7. Time and FPS Calculation
That stage also stays the same.
Results
Now we’re ready to compare metrics from CPU and GPU versions on a sample video. The configuration we use for CPU is:
Intel Core i7-8700
After running the script using a CPU device the result is:
Configuration
- device : cpu
- video file : video/boat.mp4
Number of frames: 320
Elapsed time
- full pipeline : 37.355 seconds
- reading : 3.327 seconds
- pre-process : 0.027 seconds
- optical flow : 32.706 seconds
- post-process : 0.641 seconds
Default video FPS : 29.97
Optical flow FPS : 9.75356
Full pipeline FPS : 8.53969
The configuration we use for GPU is:
Nvidia GeForce GTX 1080 Ti
And after running the script using a GPU device we get:
Configuration
- device : gpu
- video file : video/boat.mp4
Number of frames: 320
Elapsed time
- full pipeline : 8.665 seconds
- reading : 4.821 seconds
- pre-process : 0.035 seconds
- optical flow : 1.874 seconds
- post-process : 0.631 seconds
Default video FPS : 29.97
Optical flow FPS : 170.224
Full pipeline FPS : 36.8148
That gives us a ~17x speedup of the optical flow calculation when we use CUDA-acceleration!
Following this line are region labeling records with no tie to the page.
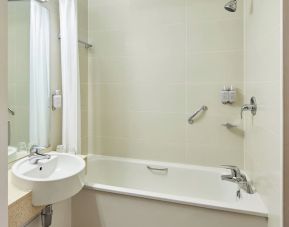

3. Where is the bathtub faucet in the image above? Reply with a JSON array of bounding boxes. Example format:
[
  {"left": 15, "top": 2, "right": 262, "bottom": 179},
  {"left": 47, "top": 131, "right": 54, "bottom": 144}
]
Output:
[{"left": 221, "top": 165, "right": 255, "bottom": 194}]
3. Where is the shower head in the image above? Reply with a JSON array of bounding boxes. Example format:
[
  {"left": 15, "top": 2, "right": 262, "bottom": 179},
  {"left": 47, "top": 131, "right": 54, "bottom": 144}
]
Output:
[{"left": 224, "top": 0, "right": 237, "bottom": 12}]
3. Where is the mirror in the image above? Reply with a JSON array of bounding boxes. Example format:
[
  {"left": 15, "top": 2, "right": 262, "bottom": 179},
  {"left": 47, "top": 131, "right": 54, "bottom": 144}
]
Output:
[{"left": 8, "top": 0, "right": 51, "bottom": 162}]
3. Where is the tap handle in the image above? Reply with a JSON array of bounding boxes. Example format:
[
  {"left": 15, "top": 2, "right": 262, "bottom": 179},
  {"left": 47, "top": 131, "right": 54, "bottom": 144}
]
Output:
[
  {"left": 221, "top": 165, "right": 241, "bottom": 177},
  {"left": 30, "top": 145, "right": 46, "bottom": 155}
]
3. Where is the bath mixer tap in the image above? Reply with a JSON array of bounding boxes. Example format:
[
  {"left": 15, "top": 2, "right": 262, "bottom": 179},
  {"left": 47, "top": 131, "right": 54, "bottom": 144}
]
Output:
[
  {"left": 221, "top": 165, "right": 255, "bottom": 194},
  {"left": 29, "top": 145, "right": 51, "bottom": 164},
  {"left": 241, "top": 97, "right": 257, "bottom": 119}
]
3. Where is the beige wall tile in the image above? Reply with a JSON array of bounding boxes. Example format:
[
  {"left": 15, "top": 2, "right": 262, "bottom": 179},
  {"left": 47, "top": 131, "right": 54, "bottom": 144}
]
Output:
[{"left": 87, "top": 0, "right": 244, "bottom": 167}]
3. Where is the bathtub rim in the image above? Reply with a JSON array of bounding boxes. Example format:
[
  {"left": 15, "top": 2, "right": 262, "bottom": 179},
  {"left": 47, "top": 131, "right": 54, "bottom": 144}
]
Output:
[{"left": 84, "top": 154, "right": 268, "bottom": 218}]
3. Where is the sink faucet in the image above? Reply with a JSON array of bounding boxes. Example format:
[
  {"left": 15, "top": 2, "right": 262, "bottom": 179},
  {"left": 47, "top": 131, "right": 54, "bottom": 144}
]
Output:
[
  {"left": 221, "top": 165, "right": 255, "bottom": 194},
  {"left": 29, "top": 145, "right": 50, "bottom": 165}
]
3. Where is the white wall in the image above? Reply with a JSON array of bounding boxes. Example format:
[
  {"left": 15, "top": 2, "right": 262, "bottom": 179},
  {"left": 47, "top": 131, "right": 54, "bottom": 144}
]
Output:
[
  {"left": 0, "top": 0, "right": 8, "bottom": 224},
  {"left": 8, "top": 1, "right": 30, "bottom": 147},
  {"left": 245, "top": 0, "right": 283, "bottom": 227},
  {"left": 86, "top": 0, "right": 243, "bottom": 167}
]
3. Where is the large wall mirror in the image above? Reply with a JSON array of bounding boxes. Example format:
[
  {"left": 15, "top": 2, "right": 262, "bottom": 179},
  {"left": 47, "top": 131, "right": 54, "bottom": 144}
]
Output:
[{"left": 8, "top": 0, "right": 51, "bottom": 162}]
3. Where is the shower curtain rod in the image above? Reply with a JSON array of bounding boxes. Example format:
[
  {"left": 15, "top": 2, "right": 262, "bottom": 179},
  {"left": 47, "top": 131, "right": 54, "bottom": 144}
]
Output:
[
  {"left": 8, "top": 0, "right": 49, "bottom": 3},
  {"left": 58, "top": 35, "right": 93, "bottom": 49}
]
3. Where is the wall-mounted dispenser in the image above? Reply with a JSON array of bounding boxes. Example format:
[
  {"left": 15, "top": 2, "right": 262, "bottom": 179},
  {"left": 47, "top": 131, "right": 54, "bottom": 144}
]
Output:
[
  {"left": 52, "top": 90, "right": 62, "bottom": 111},
  {"left": 220, "top": 85, "right": 237, "bottom": 104}
]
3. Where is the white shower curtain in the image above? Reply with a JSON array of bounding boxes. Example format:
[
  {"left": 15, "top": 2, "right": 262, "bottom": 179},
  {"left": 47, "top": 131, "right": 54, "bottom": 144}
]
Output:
[
  {"left": 59, "top": 0, "right": 81, "bottom": 154},
  {"left": 29, "top": 1, "right": 50, "bottom": 147}
]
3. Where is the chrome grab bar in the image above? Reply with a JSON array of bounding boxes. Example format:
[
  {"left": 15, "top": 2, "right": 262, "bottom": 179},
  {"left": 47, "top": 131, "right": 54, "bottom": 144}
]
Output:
[
  {"left": 8, "top": 108, "right": 15, "bottom": 116},
  {"left": 188, "top": 106, "right": 208, "bottom": 124},
  {"left": 147, "top": 166, "right": 169, "bottom": 172}
]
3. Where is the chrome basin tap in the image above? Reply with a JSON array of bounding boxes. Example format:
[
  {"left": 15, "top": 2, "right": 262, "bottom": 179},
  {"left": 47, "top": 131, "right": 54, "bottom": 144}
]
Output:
[
  {"left": 221, "top": 165, "right": 255, "bottom": 194},
  {"left": 29, "top": 145, "right": 50, "bottom": 164}
]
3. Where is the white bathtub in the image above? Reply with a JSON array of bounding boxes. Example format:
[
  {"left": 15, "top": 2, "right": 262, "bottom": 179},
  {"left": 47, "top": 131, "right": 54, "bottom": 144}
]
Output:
[{"left": 73, "top": 155, "right": 267, "bottom": 227}]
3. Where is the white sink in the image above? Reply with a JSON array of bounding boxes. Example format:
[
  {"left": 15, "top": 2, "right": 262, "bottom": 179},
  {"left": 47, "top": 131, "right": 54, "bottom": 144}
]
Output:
[{"left": 12, "top": 152, "right": 85, "bottom": 206}]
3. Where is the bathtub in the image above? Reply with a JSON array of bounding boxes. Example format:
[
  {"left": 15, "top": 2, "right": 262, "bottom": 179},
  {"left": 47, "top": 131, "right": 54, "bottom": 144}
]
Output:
[{"left": 72, "top": 155, "right": 268, "bottom": 227}]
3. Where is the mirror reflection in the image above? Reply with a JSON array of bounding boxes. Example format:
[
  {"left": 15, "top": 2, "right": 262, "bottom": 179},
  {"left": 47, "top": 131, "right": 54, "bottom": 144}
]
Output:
[{"left": 8, "top": 0, "right": 50, "bottom": 162}]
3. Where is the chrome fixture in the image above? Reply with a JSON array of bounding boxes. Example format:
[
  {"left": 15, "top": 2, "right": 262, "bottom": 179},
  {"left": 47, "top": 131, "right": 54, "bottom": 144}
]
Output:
[
  {"left": 8, "top": 0, "right": 49, "bottom": 3},
  {"left": 222, "top": 122, "right": 238, "bottom": 129},
  {"left": 221, "top": 165, "right": 255, "bottom": 195},
  {"left": 224, "top": 0, "right": 237, "bottom": 13},
  {"left": 188, "top": 106, "right": 208, "bottom": 124},
  {"left": 41, "top": 205, "right": 53, "bottom": 227},
  {"left": 58, "top": 34, "right": 93, "bottom": 49},
  {"left": 8, "top": 108, "right": 15, "bottom": 116},
  {"left": 29, "top": 145, "right": 51, "bottom": 164},
  {"left": 241, "top": 96, "right": 257, "bottom": 119}
]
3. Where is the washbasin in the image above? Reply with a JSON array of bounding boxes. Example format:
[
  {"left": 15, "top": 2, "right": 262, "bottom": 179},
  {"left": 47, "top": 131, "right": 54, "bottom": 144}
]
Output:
[{"left": 12, "top": 152, "right": 85, "bottom": 206}]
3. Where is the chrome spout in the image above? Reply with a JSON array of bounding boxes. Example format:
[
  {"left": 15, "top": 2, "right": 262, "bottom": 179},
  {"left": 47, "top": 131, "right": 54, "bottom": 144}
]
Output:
[
  {"left": 241, "top": 97, "right": 257, "bottom": 119},
  {"left": 188, "top": 106, "right": 208, "bottom": 124}
]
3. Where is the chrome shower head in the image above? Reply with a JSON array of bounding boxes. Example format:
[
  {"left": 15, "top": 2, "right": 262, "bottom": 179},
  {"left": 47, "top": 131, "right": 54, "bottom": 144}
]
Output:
[{"left": 224, "top": 0, "right": 237, "bottom": 12}]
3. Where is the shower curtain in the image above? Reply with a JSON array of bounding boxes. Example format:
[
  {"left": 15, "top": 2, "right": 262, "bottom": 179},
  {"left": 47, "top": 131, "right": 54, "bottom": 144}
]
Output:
[
  {"left": 59, "top": 0, "right": 81, "bottom": 154},
  {"left": 29, "top": 1, "right": 50, "bottom": 147}
]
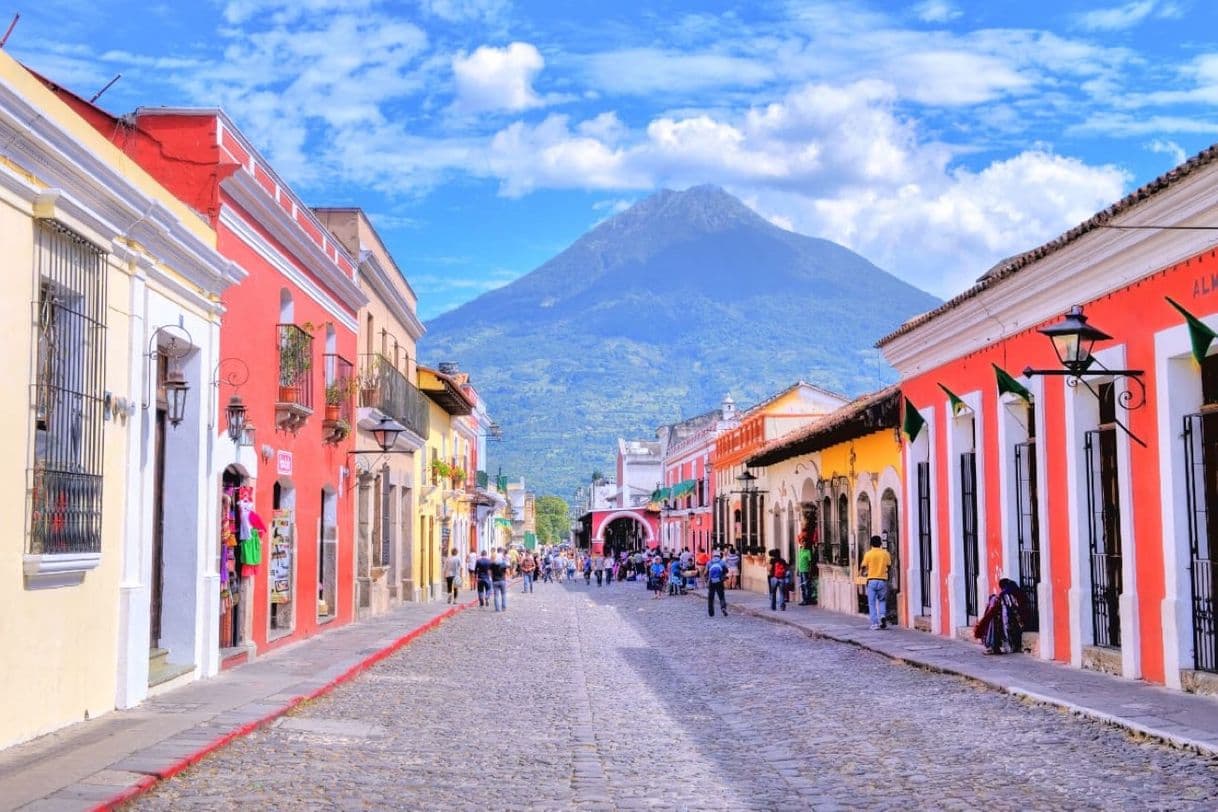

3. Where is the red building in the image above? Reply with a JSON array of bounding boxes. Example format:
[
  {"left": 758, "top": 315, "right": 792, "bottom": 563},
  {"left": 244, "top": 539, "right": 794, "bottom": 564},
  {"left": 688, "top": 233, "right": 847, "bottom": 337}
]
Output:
[
  {"left": 52, "top": 91, "right": 365, "bottom": 666},
  {"left": 879, "top": 147, "right": 1218, "bottom": 691}
]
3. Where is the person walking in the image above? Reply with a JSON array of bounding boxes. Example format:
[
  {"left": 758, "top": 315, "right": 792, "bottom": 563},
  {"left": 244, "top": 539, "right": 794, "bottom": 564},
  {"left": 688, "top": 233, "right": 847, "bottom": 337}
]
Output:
[
  {"left": 706, "top": 553, "right": 727, "bottom": 617},
  {"left": 443, "top": 547, "right": 465, "bottom": 604},
  {"left": 491, "top": 548, "right": 512, "bottom": 612},
  {"left": 520, "top": 550, "right": 537, "bottom": 593},
  {"left": 861, "top": 536, "right": 893, "bottom": 629},
  {"left": 795, "top": 541, "right": 812, "bottom": 606},
  {"left": 723, "top": 547, "right": 741, "bottom": 589},
  {"left": 474, "top": 553, "right": 491, "bottom": 606},
  {"left": 770, "top": 549, "right": 790, "bottom": 611}
]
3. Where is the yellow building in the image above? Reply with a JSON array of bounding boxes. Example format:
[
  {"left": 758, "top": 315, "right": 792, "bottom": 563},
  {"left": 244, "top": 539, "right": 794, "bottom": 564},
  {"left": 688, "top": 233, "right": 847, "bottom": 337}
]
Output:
[
  {"left": 0, "top": 52, "right": 242, "bottom": 747},
  {"left": 314, "top": 208, "right": 431, "bottom": 617},
  {"left": 748, "top": 386, "right": 901, "bottom": 617},
  {"left": 414, "top": 366, "right": 475, "bottom": 599}
]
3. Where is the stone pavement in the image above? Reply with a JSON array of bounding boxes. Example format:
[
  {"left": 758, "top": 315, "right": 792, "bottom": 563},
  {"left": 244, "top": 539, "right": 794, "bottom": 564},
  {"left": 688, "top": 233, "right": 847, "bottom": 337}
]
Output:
[
  {"left": 133, "top": 582, "right": 1218, "bottom": 812},
  {"left": 0, "top": 600, "right": 477, "bottom": 811},
  {"left": 691, "top": 589, "right": 1218, "bottom": 756}
]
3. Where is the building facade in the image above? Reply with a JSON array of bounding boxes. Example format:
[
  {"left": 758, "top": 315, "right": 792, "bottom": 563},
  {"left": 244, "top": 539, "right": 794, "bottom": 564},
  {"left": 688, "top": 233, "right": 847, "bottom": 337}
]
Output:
[
  {"left": 747, "top": 386, "right": 903, "bottom": 622},
  {"left": 711, "top": 381, "right": 847, "bottom": 592},
  {"left": 879, "top": 141, "right": 1218, "bottom": 689},
  {"left": 314, "top": 208, "right": 430, "bottom": 616},
  {"left": 0, "top": 54, "right": 242, "bottom": 746}
]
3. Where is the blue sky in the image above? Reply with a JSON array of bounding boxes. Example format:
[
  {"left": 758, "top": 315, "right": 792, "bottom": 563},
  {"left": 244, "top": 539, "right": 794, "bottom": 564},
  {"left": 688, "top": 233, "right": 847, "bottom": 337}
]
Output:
[{"left": 7, "top": 0, "right": 1218, "bottom": 318}]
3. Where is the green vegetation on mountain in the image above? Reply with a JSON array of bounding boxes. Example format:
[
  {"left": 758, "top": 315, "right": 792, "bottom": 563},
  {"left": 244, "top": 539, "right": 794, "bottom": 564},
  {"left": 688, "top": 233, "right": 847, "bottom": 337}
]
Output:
[{"left": 420, "top": 186, "right": 938, "bottom": 494}]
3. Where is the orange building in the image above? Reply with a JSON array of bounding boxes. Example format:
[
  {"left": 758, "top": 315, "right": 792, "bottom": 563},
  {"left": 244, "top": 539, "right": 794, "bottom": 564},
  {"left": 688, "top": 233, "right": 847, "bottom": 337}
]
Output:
[{"left": 879, "top": 147, "right": 1218, "bottom": 690}]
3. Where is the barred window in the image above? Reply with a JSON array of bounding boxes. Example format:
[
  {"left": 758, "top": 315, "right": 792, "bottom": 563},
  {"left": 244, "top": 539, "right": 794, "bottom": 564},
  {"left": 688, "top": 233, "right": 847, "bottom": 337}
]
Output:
[{"left": 29, "top": 220, "right": 106, "bottom": 555}]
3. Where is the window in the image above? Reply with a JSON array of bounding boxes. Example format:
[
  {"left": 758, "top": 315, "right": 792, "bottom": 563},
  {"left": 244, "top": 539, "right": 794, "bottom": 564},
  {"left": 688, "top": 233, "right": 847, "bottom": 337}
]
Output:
[
  {"left": 1083, "top": 383, "right": 1122, "bottom": 649},
  {"left": 917, "top": 463, "right": 934, "bottom": 615},
  {"left": 1181, "top": 355, "right": 1218, "bottom": 672},
  {"left": 29, "top": 220, "right": 106, "bottom": 555}
]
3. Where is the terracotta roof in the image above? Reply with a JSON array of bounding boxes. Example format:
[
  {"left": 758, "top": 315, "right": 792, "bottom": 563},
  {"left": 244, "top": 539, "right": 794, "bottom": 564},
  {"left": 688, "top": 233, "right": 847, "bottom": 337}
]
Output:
[
  {"left": 745, "top": 383, "right": 901, "bottom": 467},
  {"left": 876, "top": 145, "right": 1218, "bottom": 347}
]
But unfortunately, we live in a real-word, where not all of the stages of the pipeline can be accelerated. Because of that, for the whole pipeline, we only got ~4 times speedup.
Conclusion
In our today’s post, we’ve overviewed the GPU OpenCV module and wrote a simple demo to find out how Farneback’s Optical Flow algorithm can be accelerated. We looked at API that OpenCV provides for this module, which you can reuse to try your hands at accelerating OpenCV algorithms with CUDA as well.